Autonomous and Cooperative Pathfinding Technique for Swarms of Unmanned Aerial Vehicles in Dynamic Environments

Detalhes bibliográficos
Ano de defesa: 2024
Autor(a) principal: Tinoco, Claudiney Ramos
Orientador(a): Não Informado pela instituição
Banca de defesa: Não Informado pela instituição
Tipo de documento: Tese
Tipo de acesso: Acesso embargado
Idioma: eng
Instituição de defesa: Universidade Federal de Uberlândia
Brasil
Programa de Pós-graduação em Ciência da Computação
Programa de Pós-Graduação: Não Informado pela instituição
Departamento: Não Informado pela instituição
País: Não Informado pela instituição
Palavras-chave em Português:
Link de acesso: https://repositorio.ufu.br/handle/123456789/42218
http://doi.org/10.14393/ufu.te.2024.575
Resumo: The coordination of swarms of robots is a task that demands the integration of various components, becoming even more complex in the case of swarms of Unmanned Aerial Vehicles (UAVs). This process involves a range of challenges, such as managing the flight controllers of each UAV, establishing effective intra-swarm communication mechanisms, ensuring adequate coordination and cooperation, and handling subtasks like pathfinding. In this context, this work proposes a pathfinding technique specifically adapted for swarm robotics. Since path construction is carried out incrementally and locally, i.e., the robots cooperate with each other and the path is found through the emergence of the swarm's global behaviour, the proposed technique becomes fully adaptable not only to static environments but also to dynamic ones. This adaptability is essential in dynamic scenarios, where conditions can change rapidly, requiring a swift and coordinated response from the swarm. The developed technique is validated through a coordination model for swarms of UAVs, also proposed in this work, with the aim of assisting in the evacuation of individuals from wildfire-affected areas. In high-risk situations like this, speed and efficiency in identifying safe escape routes can be crucial for saving lives. In this regard, the UAVs, by working collaboratively, not only identify but also converge on viable escape paths, effectively signalling them to individuals in danger.
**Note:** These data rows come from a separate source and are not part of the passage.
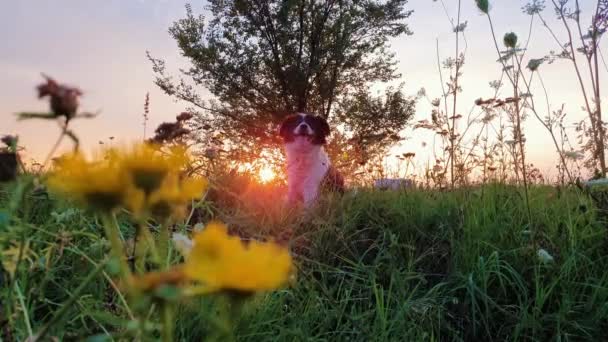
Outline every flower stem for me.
[162,301,174,342]
[158,223,171,269]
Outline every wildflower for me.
[503,32,517,49]
[528,58,545,71]
[47,153,130,211]
[564,151,585,160]
[121,144,188,196]
[0,135,19,151]
[175,112,194,122]
[171,233,194,256]
[205,147,219,159]
[37,75,82,120]
[183,222,293,293]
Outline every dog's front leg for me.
[287,182,302,205]
[302,183,319,207]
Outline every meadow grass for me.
[0,179,608,341]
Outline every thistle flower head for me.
[475,0,490,14]
[503,32,517,49]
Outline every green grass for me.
[0,183,608,341]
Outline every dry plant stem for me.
[551,0,606,177]
[6,230,25,326]
[32,259,108,342]
[102,214,133,289]
[40,127,67,172]
[450,0,461,189]
[161,300,174,342]
[518,64,575,184]
[486,12,528,223]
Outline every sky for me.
[0,0,605,173]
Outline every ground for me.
[0,180,608,341]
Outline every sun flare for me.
[258,167,276,183]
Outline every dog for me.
[279,113,344,207]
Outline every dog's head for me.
[279,113,330,145]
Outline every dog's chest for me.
[287,150,329,184]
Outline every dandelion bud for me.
[503,32,517,49]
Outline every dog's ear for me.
[315,115,331,137]
[277,114,298,139]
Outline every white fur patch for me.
[285,136,330,207]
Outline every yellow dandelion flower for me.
[121,143,188,195]
[47,153,130,211]
[183,222,293,293]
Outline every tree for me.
[148,0,415,176]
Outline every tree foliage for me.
[149,0,414,176]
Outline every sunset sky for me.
[0,0,605,176]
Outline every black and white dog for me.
[279,113,344,207]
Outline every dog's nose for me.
[296,123,310,134]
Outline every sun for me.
[258,166,276,183]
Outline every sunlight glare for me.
[258,167,276,183]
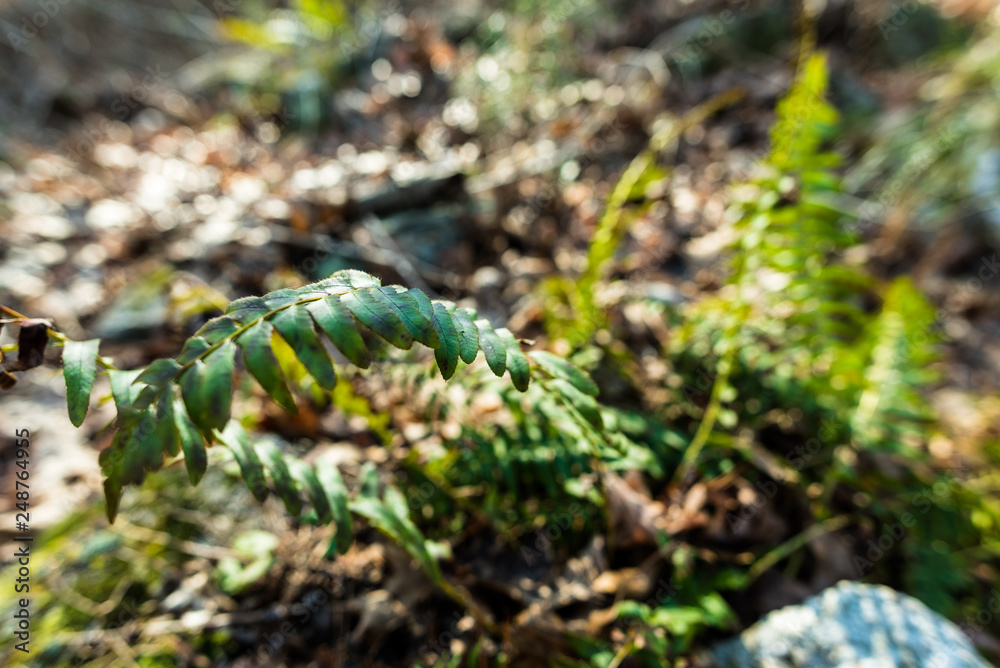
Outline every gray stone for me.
[712,580,989,668]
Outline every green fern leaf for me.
[172,398,208,485]
[341,288,413,350]
[271,308,337,390]
[497,327,531,392]
[288,459,334,524]
[194,315,240,345]
[476,319,507,378]
[215,420,268,501]
[306,295,371,369]
[528,350,598,397]
[431,302,460,380]
[448,305,479,364]
[178,341,236,434]
[380,285,441,348]
[316,461,353,556]
[236,320,299,413]
[256,443,302,518]
[63,339,101,427]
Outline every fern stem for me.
[671,349,735,485]
[747,515,851,584]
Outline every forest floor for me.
[0,2,1000,666]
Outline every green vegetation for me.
[0,0,1000,668]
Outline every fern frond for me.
[45,270,572,520]
[850,277,939,451]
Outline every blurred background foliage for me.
[0,0,1000,666]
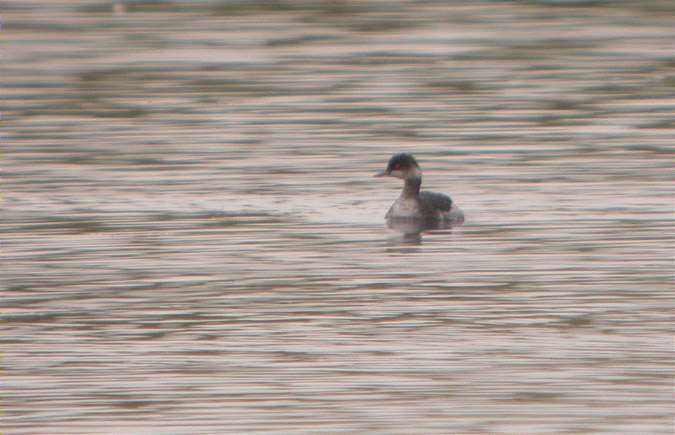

The outcomes obtained with the proposed technique and coordination model are promising. Experiments conducted in different types of environments, as well as with swarms of various sizes, demonstrated the emergence of a robust global behaviour capable of executing both the search and delineation of safe paths, thereby facilitating the evacuation of individuals from hazardous areas. This advance represents a significant contribution to swarm robotics applied to the safety of individuals, paving the way for future innovations in this context.